Port‑au‑Prince, 19 février 2026 — Dans une lettre ouverte adressée au Premier Ministre haïtien, Son Excellence Monsieur Alix Didier Fils‑Aimé, l’Association Nationale des Normaliens Indépendants d’Haïti (ANNIH), syndicat représentant les enseignants depuis 2014, tire la sonnette d’alarme sur l’état critique du système éducatif national. Le syndicat plaide, implicitement, pour la nomination d’un nouveau ministre à la tête du Ministère de l’Éducation Nationale et de la Formation Professionnelle (MENFP), capable de mettre fin à des décennies de négligence et de gouvernance politique au détriment des écoles et des élèves.
Selon l’ANNIH, l’éducation est le socle de la souveraineté nationale et de la cohésion sociale, mais elle reste aujourd’hui une victime des faiblesses structurelles du MENFP, qui souffre de carences administratives, méthodologiques et systémiques. Ces lacunes, combinées à une logique politique priorisant les intérêts partisans sur le bien-être collectif, ont fragilisé la continuité des politiques éducatives et laissé les enseignants et les élèves livrés à eux-mêmes.
L’échec d’un ministre déconnecté du terrain
Le syndicat critique implicitement le ministre actuel, Augustin Antoine, dont la gestion n’a pas permis d’inverser la tendance. Malgré quelques initiatives, telles que la refondation du curriculum ou des projets de soutien pédagogique, les mesures sont jugées insuffisantes et déconnectées de la réalité quotidienne des écoles, où la précarité des infrastructures, la violence et le manque de ressources continuent de régner.
Pour l’ANNIH, ces décisions symbolisent un modèle de gouvernance réactif et politisé, incapable de structurer l’éducation haïtienne et d’assurer l’égalité d’accès pour tous les enfants. « L’école haïtienne est le cœur du pays », rappelle le syndicat, mais ce cœur souffre, affaibli par des années d’improvisation et d’orientations politiques inadaptées.
Un appel à un leadership éducatif engagé
Face à cette situation, l’ANNIH recommande que le futur ministre soit un professionnel chevronné de l’éducation, capable de : planifier et moderniser le curriculum ; former et soutenir les enseignants ; administrer les établissements scolaires avec rigueur et transparence.
Au-delà des compétences techniques, le syndicat insiste sur la nécessité d’un leadership moral et crédible, capable d’inspirer confiance et de redonner aux écoles leur rôle central dans la construction d’une citoyenneté éclairée et responsable.
« Seule une refondation profonde et structurante du système éducatif pourra sortir Haïti de la crise multidimensionnelle qui la frappe », souligne la lettre. L’ANNIH voit dans l’éducation non seulement un outil de développement, mais un moyen de libération nationale, permettant à l’État de retrouver sa souveraineté et à la population d’accéder à ses droits fondamentaux.
La société civile et l’urgence de l’action
Cette alerte du syndicat intervient dans un contexte où la violence, la pauvreté et le délabrement des infrastructures scolaires menacent chaque jour l’avenir de milliers d’élèves. L’ANNIH espère que ses recommandations relanceront un débat national sur l’éducation, afin que la question ne soit plus traitée comme une simple variable politique, mais comme une priorité stratégique et sociale, au service du peuple et non des intérêts partisans.

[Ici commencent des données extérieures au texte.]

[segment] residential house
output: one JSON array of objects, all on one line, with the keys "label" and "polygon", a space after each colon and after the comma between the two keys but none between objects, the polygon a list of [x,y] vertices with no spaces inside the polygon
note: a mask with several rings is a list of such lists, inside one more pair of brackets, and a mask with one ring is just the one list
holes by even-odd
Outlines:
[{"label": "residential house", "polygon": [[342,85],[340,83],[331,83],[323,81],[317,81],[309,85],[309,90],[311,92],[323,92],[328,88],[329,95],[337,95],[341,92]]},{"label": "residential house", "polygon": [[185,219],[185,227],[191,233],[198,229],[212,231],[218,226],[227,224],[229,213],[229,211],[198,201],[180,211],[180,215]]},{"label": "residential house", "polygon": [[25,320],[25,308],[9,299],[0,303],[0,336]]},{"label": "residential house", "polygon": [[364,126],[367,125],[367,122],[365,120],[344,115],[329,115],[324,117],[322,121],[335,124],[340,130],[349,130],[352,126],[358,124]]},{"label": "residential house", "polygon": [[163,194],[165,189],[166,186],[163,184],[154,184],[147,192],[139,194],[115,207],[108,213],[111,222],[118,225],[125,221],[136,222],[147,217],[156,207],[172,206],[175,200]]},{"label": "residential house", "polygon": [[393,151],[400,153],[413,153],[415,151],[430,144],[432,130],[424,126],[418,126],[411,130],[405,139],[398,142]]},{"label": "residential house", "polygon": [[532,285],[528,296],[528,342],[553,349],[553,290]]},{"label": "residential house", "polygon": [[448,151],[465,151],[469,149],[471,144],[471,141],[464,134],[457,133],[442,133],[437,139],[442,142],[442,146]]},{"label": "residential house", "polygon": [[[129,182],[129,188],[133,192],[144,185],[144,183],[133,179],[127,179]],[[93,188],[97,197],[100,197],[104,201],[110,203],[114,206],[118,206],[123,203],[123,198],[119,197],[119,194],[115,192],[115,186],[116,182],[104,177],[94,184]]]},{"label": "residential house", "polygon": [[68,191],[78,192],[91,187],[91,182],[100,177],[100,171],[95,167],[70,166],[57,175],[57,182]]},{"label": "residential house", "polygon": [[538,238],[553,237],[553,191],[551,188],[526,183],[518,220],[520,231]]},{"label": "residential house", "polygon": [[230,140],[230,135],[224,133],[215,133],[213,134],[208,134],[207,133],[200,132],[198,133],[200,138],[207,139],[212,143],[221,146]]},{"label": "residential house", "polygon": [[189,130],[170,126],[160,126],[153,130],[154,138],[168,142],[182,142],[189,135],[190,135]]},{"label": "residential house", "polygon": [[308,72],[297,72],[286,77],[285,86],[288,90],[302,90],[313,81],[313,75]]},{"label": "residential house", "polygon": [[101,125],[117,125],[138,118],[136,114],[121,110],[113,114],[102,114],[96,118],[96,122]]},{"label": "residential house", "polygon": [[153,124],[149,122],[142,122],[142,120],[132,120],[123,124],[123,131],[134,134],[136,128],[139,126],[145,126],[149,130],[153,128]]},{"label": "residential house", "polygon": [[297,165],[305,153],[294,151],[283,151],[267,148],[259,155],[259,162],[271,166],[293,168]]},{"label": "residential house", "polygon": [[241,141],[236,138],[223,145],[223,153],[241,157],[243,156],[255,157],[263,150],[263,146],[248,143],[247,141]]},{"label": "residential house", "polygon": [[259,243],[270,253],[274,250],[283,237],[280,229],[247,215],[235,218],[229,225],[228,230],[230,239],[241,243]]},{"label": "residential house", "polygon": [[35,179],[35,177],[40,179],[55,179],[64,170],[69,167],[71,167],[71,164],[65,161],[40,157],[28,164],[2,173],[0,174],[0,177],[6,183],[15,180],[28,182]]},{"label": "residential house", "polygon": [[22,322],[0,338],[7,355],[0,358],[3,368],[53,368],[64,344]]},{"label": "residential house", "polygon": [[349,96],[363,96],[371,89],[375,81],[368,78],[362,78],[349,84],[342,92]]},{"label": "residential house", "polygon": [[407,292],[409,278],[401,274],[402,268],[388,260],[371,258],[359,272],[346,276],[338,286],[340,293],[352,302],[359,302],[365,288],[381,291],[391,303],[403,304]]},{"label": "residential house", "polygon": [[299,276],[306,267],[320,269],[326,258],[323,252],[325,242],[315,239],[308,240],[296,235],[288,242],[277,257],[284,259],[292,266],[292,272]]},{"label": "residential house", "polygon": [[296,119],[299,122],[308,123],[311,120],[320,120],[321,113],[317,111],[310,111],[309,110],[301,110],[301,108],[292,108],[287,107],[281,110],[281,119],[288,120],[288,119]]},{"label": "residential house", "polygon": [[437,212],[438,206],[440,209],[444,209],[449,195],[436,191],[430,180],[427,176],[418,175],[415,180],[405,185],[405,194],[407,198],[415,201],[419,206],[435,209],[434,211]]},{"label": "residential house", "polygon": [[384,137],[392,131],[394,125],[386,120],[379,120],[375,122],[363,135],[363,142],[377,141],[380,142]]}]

Dans sa lettre, le syndicat réaffirme son engagement et sa devise : « Pour une éducation libératrice au service de l’efficacité nationale », accompagnée du slogan : « Lekòl la se kè pou Ayiti, ann sove lekòl la ». Ces mots traduisent la conviction que l’école doit redevenir un moteur de justice sociale et de développement national, capable de redresser un pays fragilisé par des décennies de gouvernance défaillante.